The scientific explanation appears to centre around ones individual perception of the lighting in the image.  Some are happy to accept that the dress is reasonably well lit and that it's blue colour in particular is correct.  Others are somehow compensating for the bright sunlight and are discounting the blue colour.  What was most interesting of all was to note the reaction of people who discovered their analysis was wrong.  The dress is indeed blue and black, as confirmed by the designer.  But it seems that it is very hard to teach the brain based on this new information.  Human bias is a powerful thing as we know.  Once the brain locks on to an idea it can be difficult to change.

Sampling of the blue fabric from the unaltered original image confirms that it is clearly blue and this is how we should perceive it from a screen.  However the stats suggest that as few as one third of people actually perceive it this way.  The black material of the dress is not so clear.  That material is reflecting ambient light and doesn't look particularly dark in the image.  Black as we know is not a colour at all but rather a luminance level.  The image as a whole is underexposed and lightened so the darker tones are not well expressed.  I.e. blacks are not entirely black in the image.  In fact in this image this material measures as a dark golden or brown colour.  It is possibly this element is part of the trick.  But some of the scientific argument also points to the bright, back light as being relevant, and possibly the real trigger.  There is obviously much more to our perception of colour and light intensity than we might first suspect.  

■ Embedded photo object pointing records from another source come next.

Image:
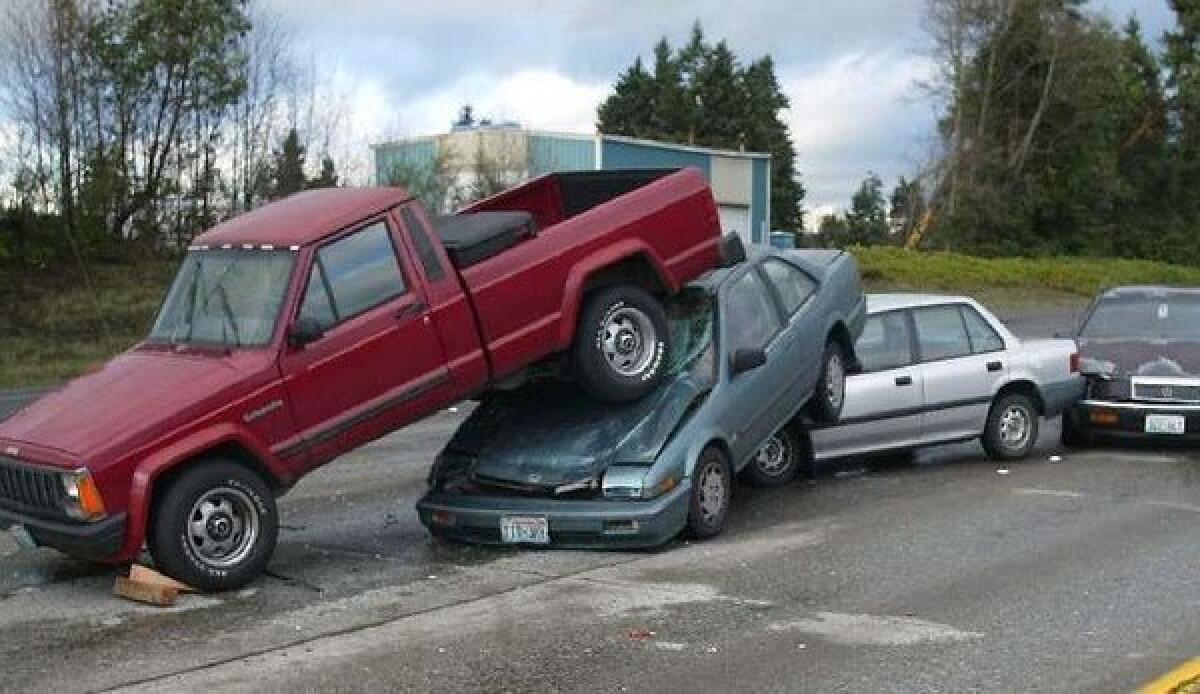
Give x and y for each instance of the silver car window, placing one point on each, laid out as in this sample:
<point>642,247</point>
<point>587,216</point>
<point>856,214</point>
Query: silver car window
<point>983,336</point>
<point>886,342</point>
<point>793,286</point>
<point>750,312</point>
<point>941,333</point>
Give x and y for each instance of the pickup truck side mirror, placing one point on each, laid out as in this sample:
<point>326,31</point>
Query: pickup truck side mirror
<point>748,358</point>
<point>306,329</point>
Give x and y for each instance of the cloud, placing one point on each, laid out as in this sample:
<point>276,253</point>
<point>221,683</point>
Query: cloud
<point>856,113</point>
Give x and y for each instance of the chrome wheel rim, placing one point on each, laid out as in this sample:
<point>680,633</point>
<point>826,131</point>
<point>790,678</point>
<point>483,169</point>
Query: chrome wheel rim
<point>223,527</point>
<point>628,341</point>
<point>712,492</point>
<point>835,381</point>
<point>775,456</point>
<point>1014,426</point>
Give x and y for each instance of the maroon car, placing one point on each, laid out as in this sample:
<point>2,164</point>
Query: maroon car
<point>315,324</point>
<point>1140,351</point>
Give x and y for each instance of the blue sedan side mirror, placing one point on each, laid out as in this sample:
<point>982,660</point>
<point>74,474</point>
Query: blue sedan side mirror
<point>745,359</point>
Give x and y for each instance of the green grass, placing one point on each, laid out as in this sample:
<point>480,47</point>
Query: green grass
<point>57,324</point>
<point>1030,279</point>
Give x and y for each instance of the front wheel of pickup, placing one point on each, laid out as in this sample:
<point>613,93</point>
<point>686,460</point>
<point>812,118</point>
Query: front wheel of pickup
<point>619,352</point>
<point>214,526</point>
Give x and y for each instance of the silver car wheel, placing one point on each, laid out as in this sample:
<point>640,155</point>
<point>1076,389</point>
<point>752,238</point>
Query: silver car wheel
<point>775,456</point>
<point>1014,426</point>
<point>629,341</point>
<point>223,527</point>
<point>835,381</point>
<point>712,491</point>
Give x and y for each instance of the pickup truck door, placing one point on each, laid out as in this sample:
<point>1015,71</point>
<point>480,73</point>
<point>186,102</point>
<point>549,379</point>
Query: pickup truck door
<point>883,402</point>
<point>379,363</point>
<point>960,374</point>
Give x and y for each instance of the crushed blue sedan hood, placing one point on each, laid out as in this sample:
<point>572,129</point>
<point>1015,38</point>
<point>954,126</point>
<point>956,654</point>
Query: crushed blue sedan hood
<point>551,434</point>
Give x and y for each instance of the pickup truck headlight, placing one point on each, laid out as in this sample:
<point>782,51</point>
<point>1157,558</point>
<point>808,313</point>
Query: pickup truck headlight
<point>83,498</point>
<point>636,483</point>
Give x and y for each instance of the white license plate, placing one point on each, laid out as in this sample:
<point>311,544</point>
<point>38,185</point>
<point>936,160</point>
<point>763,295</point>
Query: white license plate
<point>1164,424</point>
<point>525,531</point>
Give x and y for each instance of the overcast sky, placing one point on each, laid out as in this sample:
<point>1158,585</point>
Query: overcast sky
<point>847,66</point>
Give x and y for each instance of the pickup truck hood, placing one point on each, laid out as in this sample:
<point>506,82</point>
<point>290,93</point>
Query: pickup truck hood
<point>550,434</point>
<point>131,400</point>
<point>1125,358</point>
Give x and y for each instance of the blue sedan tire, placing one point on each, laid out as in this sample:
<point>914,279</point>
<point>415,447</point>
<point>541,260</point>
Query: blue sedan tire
<point>712,486</point>
<point>778,461</point>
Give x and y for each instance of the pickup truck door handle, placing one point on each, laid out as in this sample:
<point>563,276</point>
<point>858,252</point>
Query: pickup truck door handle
<point>414,309</point>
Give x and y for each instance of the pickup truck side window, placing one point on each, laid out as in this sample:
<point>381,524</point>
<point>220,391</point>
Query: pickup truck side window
<point>886,342</point>
<point>751,313</point>
<point>420,235</point>
<point>983,336</point>
<point>941,333</point>
<point>353,275</point>
<point>793,286</point>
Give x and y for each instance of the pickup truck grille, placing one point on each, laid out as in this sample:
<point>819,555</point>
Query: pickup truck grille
<point>1167,392</point>
<point>23,488</point>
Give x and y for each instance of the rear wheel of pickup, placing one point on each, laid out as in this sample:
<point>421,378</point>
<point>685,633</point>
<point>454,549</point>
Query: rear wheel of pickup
<point>712,490</point>
<point>621,346</point>
<point>214,526</point>
<point>1012,429</point>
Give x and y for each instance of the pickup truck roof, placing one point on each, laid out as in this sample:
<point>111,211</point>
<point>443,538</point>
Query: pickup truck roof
<point>305,217</point>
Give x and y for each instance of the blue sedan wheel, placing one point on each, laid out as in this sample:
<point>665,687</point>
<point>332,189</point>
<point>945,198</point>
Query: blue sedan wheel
<point>711,494</point>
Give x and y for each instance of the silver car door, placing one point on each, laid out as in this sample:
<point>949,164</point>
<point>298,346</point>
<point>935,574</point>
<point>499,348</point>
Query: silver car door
<point>959,383</point>
<point>883,402</point>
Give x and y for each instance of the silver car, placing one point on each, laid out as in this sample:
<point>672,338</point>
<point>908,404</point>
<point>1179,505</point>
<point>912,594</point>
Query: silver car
<point>942,369</point>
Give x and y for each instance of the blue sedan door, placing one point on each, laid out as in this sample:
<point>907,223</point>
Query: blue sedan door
<point>750,318</point>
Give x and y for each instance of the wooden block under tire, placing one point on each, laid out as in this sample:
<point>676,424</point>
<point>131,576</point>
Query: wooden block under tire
<point>150,593</point>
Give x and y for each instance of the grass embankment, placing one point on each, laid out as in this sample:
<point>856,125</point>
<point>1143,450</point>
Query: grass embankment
<point>1012,279</point>
<point>57,323</point>
<point>54,325</point>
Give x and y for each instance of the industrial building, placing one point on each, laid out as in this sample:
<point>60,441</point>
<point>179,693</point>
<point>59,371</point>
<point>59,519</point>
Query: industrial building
<point>741,180</point>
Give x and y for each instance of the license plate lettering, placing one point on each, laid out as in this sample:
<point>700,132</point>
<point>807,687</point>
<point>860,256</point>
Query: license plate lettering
<point>1174,424</point>
<point>525,531</point>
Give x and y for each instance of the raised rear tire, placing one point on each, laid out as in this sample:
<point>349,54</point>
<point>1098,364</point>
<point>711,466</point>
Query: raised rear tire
<point>214,526</point>
<point>619,352</point>
<point>829,394</point>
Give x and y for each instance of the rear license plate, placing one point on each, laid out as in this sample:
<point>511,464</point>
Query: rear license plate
<point>1164,424</point>
<point>525,531</point>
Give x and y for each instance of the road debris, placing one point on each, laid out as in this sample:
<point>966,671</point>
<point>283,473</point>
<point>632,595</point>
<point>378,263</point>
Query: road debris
<point>145,585</point>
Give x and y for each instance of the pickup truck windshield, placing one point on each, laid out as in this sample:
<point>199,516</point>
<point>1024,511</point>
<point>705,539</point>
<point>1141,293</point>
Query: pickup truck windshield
<point>228,297</point>
<point>1170,317</point>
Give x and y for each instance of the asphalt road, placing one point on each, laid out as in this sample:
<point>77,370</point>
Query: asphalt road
<point>955,574</point>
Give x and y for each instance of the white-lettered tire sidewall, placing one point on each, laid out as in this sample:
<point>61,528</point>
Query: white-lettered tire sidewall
<point>175,555</point>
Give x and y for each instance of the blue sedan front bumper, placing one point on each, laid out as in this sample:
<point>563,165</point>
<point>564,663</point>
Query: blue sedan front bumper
<point>573,524</point>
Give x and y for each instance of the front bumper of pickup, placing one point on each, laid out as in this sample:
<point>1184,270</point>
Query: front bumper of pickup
<point>573,524</point>
<point>1126,419</point>
<point>96,540</point>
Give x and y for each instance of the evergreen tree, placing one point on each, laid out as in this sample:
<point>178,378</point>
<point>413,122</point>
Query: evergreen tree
<point>702,95</point>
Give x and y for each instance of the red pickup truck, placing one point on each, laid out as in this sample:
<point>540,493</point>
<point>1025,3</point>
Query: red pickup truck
<point>306,328</point>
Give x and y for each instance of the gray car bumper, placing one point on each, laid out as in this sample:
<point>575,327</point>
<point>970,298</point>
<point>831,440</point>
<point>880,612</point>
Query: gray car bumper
<point>573,524</point>
<point>1059,398</point>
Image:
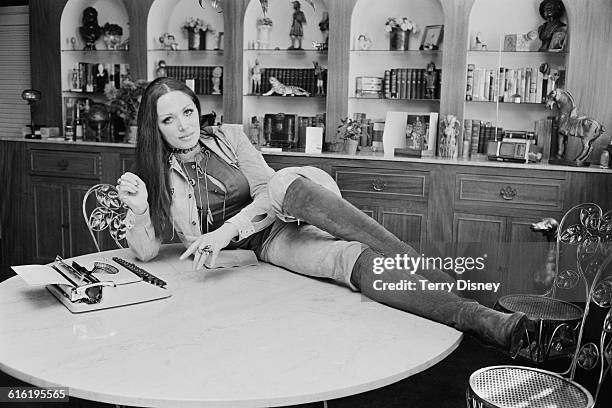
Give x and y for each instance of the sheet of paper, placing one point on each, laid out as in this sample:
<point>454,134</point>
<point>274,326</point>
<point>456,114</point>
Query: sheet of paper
<point>394,134</point>
<point>40,275</point>
<point>314,139</point>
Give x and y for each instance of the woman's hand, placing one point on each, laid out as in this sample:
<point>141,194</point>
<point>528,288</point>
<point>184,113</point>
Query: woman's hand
<point>133,192</point>
<point>207,246</point>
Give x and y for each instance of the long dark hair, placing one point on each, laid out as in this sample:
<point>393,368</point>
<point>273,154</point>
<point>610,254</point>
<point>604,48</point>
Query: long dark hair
<point>152,152</point>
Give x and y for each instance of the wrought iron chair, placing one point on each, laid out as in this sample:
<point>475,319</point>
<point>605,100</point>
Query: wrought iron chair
<point>583,267</point>
<point>555,321</point>
<point>109,213</point>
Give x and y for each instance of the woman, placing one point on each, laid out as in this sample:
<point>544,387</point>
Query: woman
<point>213,188</point>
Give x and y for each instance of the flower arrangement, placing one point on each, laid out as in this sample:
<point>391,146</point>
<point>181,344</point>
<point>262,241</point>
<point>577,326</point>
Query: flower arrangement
<point>262,21</point>
<point>195,24</point>
<point>125,101</point>
<point>401,23</point>
<point>349,129</point>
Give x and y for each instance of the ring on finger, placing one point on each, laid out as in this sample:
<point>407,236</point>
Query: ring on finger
<point>205,249</point>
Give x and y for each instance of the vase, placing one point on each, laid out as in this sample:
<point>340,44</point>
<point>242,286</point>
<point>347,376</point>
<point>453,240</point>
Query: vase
<point>398,39</point>
<point>132,135</point>
<point>350,146</point>
<point>196,40</point>
<point>263,36</point>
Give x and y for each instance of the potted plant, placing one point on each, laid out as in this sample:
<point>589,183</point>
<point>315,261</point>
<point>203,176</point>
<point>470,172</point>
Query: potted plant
<point>264,25</point>
<point>350,131</point>
<point>196,33</point>
<point>399,29</point>
<point>112,34</point>
<point>124,103</point>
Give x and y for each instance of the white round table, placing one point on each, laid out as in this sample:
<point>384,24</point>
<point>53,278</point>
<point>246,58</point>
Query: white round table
<point>245,337</point>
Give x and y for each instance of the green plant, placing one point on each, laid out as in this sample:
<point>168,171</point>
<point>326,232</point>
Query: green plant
<point>195,24</point>
<point>349,129</point>
<point>125,101</point>
<point>261,21</point>
<point>402,23</point>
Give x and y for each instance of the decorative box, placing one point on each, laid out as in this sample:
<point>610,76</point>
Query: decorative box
<point>516,42</point>
<point>369,87</point>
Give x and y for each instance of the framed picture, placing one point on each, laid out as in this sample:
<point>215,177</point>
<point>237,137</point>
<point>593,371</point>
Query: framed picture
<point>432,37</point>
<point>557,42</point>
<point>421,132</point>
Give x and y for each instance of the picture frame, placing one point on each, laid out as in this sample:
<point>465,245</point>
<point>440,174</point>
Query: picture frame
<point>421,132</point>
<point>432,37</point>
<point>557,41</point>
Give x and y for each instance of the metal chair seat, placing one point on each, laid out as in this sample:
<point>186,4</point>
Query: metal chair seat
<point>554,323</point>
<point>541,308</point>
<point>521,387</point>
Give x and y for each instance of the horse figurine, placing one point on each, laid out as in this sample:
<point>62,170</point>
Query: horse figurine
<point>570,124</point>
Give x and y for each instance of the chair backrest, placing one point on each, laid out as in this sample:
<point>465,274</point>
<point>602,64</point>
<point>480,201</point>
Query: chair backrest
<point>109,213</point>
<point>584,270</point>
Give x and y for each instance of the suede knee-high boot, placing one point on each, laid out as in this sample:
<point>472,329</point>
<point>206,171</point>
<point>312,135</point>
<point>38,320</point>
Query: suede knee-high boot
<point>500,329</point>
<point>318,206</point>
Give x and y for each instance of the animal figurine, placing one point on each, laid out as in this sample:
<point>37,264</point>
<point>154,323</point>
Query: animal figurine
<point>544,277</point>
<point>571,124</point>
<point>284,90</point>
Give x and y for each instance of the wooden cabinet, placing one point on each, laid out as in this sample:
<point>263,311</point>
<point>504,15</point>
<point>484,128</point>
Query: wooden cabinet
<point>58,227</point>
<point>57,180</point>
<point>396,199</point>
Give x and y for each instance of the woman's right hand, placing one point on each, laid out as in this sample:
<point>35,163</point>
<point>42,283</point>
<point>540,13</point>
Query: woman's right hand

In the image above I have used the levels tool in Adobe Elements to adjust the white point (lower left inset) and black point (lower right inset).  It would seem that a white point adjustment alone is enough to closely match the white and gold dress phenomenon, suggesting that it is primarily a lighting perception phenomenon rather than a colour phenomenon.  That said, those who observe a white dress may be using a touch of white balance correction to remove any remaining pale blue from the image as well.

It is not unusual of course for people to disagree over optical illusions.  This image is well known to most as it may be described as depicting a young woman with her neck exposed, looking away or an older woman, wrapped up, with her face in profile.  

However, with this illusion it is easy for people to appreciate both options.  With the dress this doesn't appear to be the case.

The checker shadow illusion (below) may be similar to this phenomenon but unlike that illusion which seems to fool pretty much everyone, the dress seems to divide people in the ratio of about 2:3.

The video below is some of the clearest online analysis.  14 seconds into this video a female subject appears to experience a change in her perception from the more accurate blue and black colouration to the brighter, more washed out, false white and gold colouration.  This would suggest that there is a certain, elusive trigger for it which we should presumably be able to access, as opposed to there being an inherent difference between the visual perception of two cohorts of the population   I am sure someone will figure that out eventually and feed it back to us over social media.  For now it remains an interesting party trick and source of debate.

If the back lighting is the trigger for this anomaly, this might suggest we should watch out for this surfacing in the analysis of underexposed, back lit bird images.  I am sure there will be plenty of debate about this for years to come.  As for this blog, well this lesson has reminded me that readers of this blog may well perceive the image content here in different ways.  I believe in presenting not only what I can see in the images but what can be verified using the tools discussed.  In a birders colour pallet I came up with a method to measure and describe colour without even requiring colour vision.  This is one way in which I think we can get around the subjectivity of colour analysis.